The title is in stark contrast with his first exhibit in Singapore, “Scherzo,” also at Momentous Arts in 2007, and the viewer may be led to surmise that the artist could be in a state of transition, shifting to a new style within, of course, his own chosen idiom of Abstract Expressionism, moving about the many mansions of the abstract school, and generally opening himself up late in his artistic career to new pastures, new visions, giving vent to the artist’s native nomad spirit.
In the first place, what needs to be recalibrated? What needs to be “measured again” or “rethought”? Surely Wilwayco is not reneging on, or recanting, the abstract ideal?

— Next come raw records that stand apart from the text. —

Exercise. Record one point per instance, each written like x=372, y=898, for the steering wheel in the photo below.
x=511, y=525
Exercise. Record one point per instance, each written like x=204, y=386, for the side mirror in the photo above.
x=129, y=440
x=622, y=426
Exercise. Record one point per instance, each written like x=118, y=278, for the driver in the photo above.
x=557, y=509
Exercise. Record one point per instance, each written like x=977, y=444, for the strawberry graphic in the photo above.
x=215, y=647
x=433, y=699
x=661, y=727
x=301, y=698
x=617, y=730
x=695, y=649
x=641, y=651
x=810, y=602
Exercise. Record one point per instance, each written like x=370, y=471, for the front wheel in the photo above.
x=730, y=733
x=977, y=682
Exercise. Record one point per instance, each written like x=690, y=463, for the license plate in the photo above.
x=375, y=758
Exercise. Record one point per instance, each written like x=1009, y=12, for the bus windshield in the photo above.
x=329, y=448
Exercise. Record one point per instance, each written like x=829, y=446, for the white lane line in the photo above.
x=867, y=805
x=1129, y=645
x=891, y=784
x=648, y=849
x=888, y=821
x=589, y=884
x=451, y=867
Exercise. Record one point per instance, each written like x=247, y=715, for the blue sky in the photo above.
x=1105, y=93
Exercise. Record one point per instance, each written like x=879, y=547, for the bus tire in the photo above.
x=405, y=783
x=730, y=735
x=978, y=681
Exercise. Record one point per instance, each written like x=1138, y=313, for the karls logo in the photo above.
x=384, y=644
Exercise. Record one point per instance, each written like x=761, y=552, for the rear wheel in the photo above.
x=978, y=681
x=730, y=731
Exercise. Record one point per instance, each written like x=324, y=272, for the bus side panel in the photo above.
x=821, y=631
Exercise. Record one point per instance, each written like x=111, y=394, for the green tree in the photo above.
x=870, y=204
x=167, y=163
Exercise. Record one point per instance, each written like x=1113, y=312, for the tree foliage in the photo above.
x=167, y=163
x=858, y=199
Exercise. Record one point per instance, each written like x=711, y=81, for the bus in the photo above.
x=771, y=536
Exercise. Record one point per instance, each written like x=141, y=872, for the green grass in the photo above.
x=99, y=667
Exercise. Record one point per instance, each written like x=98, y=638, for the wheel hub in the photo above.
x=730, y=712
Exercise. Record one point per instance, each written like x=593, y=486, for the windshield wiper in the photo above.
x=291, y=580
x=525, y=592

Don’t worry. Wilwayco remains committed to the classic abstract ideal as expressed by one of the first abstractionists, Robert Delaunay (1885-1941): “Color alone is form and subject.”
So the “Recalibration” series shows off generously the action of color contrasts as dynamic effects in themselves.
But one notes here a “rectification,” art critic Cid Reyes’ s interpretation of recalibration.
What could be rectified would be abstract art’s claim to objective purity, its supposed freedom from the sentimentalism of metaphysics and Romanticism.
What Wilwayco’s new exhibit seems to explore is that against abstract art’s claim to a rarefied realm of universals, where laws exist for art as well as for geometry, works of art can be constructed by pure intellection, avoiding all taint of the material world.
This may remain true by and large for Wilwayco’s general abstraction, but not for his expressionism.
Expressionism, of course, is the foil—the recalibration of, the check to—the abstract excesses. Expressionism shows the creative process of painting, its messy struggles and difficult setbacks, its breaking free from the limits of the here and now.
Wilwayco’s brushwork may have been called by critics “lyrical and eloquent,” but part of the fascination is the painterly marks of toil and tussle. It is these marks that provide the works’ immediacy, their dynamism and animatedness. In the struggle is the sublime.
Ultimately Wilwayco’s abstract expressionism has to contend not with the geometry of universals, but the interiority of the soul. “Recalibration” is not a rectification or even a recantation of the abstract ideal; it’s a readjustment of a personal style and a reaffirmation of the spirit.